ベッドの下からワンピースを引き出して着替える。
 いつも被っているベールを身につけると一発で王妃だとばれるし、化粧の仕方も分からないので今日は素顔をさらしたままだ。

 顔の傷跡は目立つ。けれど、そもそも傷が残っているのを知っているのはアンドレとメグと身近な侍女たちだけなので、見られても同情されて終わりだろう。

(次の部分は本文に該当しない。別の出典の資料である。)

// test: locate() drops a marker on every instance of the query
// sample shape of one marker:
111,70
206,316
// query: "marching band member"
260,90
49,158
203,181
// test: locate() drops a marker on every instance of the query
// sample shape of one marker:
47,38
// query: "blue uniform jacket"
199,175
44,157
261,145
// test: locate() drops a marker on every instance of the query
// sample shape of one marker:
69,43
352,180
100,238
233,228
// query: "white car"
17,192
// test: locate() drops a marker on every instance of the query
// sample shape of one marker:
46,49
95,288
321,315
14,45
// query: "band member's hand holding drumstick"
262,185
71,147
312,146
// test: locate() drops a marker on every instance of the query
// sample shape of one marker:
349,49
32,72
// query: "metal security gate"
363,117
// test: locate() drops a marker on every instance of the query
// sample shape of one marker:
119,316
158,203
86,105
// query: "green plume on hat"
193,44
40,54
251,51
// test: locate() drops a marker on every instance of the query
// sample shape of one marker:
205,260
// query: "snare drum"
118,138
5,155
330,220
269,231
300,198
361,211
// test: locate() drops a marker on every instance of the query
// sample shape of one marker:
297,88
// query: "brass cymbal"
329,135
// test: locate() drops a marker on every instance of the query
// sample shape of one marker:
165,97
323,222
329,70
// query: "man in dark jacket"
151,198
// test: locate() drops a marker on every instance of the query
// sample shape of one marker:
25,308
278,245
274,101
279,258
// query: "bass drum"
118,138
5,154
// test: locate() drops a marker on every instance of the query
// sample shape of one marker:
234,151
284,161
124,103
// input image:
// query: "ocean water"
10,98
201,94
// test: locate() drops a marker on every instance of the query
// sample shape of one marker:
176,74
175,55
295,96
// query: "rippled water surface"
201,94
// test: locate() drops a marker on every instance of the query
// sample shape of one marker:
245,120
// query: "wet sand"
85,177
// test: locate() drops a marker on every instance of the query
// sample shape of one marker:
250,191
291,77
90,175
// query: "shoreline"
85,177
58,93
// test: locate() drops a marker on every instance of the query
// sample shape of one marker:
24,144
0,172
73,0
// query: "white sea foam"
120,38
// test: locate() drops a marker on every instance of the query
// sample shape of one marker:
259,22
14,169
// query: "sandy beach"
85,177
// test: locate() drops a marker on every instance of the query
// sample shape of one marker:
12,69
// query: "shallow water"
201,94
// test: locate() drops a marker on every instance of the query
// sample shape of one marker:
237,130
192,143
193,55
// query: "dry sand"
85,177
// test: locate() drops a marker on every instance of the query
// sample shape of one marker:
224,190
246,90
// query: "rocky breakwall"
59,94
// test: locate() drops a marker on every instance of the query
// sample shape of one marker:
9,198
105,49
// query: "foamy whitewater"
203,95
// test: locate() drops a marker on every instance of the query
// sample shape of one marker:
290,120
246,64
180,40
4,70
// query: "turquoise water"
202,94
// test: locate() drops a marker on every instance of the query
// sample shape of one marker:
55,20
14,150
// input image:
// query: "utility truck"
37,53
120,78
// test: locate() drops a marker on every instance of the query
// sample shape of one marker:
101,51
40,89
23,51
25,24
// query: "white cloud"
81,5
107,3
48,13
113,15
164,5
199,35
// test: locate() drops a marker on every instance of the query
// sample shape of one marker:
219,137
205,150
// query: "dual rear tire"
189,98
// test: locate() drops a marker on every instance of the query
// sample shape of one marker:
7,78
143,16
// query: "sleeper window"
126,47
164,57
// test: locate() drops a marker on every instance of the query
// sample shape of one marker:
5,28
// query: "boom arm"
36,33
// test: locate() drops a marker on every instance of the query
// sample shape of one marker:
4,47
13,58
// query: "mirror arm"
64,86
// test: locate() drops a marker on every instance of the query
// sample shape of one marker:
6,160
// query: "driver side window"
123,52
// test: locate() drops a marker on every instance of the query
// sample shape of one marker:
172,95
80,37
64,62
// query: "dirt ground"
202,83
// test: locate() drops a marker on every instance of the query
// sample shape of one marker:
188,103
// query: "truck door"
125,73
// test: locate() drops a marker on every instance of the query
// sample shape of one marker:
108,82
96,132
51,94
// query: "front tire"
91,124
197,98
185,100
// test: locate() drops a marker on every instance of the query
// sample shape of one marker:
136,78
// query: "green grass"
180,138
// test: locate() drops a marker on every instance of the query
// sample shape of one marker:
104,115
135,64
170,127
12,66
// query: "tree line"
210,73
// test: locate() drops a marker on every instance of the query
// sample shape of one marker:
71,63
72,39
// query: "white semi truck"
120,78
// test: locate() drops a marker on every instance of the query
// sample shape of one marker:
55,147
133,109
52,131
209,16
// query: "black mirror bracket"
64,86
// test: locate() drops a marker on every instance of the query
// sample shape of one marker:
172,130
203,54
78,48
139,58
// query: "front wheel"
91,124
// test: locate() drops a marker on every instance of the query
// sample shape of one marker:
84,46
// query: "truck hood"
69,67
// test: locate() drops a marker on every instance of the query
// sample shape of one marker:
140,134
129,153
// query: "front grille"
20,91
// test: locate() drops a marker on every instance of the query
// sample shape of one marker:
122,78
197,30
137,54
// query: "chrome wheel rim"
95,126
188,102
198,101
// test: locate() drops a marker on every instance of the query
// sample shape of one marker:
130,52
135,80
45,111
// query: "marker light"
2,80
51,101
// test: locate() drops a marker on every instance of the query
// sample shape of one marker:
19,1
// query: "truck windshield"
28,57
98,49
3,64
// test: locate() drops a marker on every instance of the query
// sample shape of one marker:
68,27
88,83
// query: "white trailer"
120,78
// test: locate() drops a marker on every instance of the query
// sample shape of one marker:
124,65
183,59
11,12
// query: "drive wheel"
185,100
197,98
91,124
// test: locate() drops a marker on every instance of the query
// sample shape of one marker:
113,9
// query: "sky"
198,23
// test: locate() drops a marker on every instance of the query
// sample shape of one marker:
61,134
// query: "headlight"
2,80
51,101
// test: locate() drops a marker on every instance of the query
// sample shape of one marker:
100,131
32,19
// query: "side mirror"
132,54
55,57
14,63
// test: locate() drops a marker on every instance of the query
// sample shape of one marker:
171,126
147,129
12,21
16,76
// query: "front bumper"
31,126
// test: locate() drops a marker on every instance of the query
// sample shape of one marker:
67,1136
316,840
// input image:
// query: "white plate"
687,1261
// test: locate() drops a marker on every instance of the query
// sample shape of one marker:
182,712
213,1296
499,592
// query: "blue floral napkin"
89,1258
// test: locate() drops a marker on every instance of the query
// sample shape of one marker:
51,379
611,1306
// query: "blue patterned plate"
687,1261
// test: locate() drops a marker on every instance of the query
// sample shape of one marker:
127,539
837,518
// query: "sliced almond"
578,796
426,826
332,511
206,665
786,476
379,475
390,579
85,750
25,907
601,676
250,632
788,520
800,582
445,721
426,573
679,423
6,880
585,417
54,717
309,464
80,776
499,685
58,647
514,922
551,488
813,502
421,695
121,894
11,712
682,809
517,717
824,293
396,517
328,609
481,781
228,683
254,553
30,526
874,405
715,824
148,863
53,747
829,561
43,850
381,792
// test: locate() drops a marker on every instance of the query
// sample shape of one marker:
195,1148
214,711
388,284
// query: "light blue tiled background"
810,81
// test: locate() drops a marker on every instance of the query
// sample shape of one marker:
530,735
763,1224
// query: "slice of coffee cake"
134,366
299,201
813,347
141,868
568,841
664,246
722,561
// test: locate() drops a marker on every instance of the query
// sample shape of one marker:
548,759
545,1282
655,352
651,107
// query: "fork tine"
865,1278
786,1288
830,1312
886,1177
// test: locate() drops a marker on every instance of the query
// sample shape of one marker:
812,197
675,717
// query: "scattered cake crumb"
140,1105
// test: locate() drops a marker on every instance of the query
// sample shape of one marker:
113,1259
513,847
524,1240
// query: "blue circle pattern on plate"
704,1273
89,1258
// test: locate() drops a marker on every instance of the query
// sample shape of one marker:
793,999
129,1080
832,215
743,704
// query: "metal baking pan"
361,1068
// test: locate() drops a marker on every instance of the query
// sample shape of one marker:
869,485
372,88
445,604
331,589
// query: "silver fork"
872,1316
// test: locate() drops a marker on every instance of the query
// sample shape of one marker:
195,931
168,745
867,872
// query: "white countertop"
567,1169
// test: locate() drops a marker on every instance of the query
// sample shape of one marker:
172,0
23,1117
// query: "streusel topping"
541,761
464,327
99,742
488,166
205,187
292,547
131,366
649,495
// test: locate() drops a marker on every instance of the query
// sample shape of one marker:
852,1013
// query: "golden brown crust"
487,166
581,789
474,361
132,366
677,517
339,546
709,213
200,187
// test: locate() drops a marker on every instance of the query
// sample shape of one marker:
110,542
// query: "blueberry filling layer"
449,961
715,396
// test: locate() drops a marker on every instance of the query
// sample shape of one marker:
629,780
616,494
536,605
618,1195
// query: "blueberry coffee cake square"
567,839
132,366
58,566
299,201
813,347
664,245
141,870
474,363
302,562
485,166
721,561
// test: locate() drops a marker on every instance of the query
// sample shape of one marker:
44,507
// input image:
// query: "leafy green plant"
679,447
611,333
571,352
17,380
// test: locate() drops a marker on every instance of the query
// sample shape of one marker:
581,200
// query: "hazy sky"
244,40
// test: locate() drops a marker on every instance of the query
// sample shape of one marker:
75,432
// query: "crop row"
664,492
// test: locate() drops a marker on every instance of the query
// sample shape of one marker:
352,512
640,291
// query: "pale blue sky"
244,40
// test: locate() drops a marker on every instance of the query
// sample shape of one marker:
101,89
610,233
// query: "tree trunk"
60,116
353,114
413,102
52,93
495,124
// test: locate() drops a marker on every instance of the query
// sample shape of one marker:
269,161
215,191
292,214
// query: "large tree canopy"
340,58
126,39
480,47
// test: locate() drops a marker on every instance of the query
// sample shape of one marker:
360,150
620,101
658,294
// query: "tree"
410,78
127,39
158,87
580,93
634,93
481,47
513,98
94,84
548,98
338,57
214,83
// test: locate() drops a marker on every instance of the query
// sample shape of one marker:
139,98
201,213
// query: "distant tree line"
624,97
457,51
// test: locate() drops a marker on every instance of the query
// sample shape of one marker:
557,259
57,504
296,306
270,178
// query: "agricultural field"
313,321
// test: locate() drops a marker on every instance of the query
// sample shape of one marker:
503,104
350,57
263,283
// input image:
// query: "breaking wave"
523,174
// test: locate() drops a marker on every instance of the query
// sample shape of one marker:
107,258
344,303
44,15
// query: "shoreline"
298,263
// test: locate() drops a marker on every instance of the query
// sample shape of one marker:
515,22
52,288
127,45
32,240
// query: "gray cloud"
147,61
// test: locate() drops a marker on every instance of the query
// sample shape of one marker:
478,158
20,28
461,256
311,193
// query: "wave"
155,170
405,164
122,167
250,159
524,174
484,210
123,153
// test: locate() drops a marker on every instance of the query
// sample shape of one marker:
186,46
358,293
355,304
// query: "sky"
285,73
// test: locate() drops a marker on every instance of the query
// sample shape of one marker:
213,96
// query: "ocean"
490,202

 簡単に身支度をととのえて、シュゼットは国王の部屋につながるドアに近寄った。

「こんにちは、ドアさん。お手数ですが、誰にも見つからずに宮殿の外に出る通路があったら教えていただけませんか?」

『愛の逃避行をなさるのね。素敵ですわ』

 ドアはうっとりした風に間をおいてから、怒涛のように話し出した。

『第八代王妃のアマンダ様を思い出します。彼女は、平民との道ならぬ恋のために、毎夜、国王陛下がおやすみになってから部屋を抜け出ておられたんですよ。彼女が通った道は宮殿に住むねずみに聞いたことがありますわ。とても険しい道のりだそうですか、それでもお通りになりますか?』

「はい。多少険しくても大丈夫です」

 ジュディチェルリ家では毎日、屋根裏部屋へのはしごを下りたり上ったりしていたのだ。
 足腰の強さには自信がある。

 シュゼットが答えると、ドアはアマンダが使っていた抜け道を教えてくれた。

 シュゼットは、聞いた通り支度部屋にあるクローゼットの壁を叩いていく。
 すると、左の一番端の壁が揺れた。

 隠し扉だ。
 押し上げるように圧をくわえて横にずらすと、ひやっとした空気が流れる裏通路に出た。
 明かりのない狭い一本道を手探りで進み、突き当たりを同じように押し開けて出る。
 出た先は廊下に置いてある彫像の裏だった。

 そこからは人目を避けて階段を下り、宮殿の裏に出る。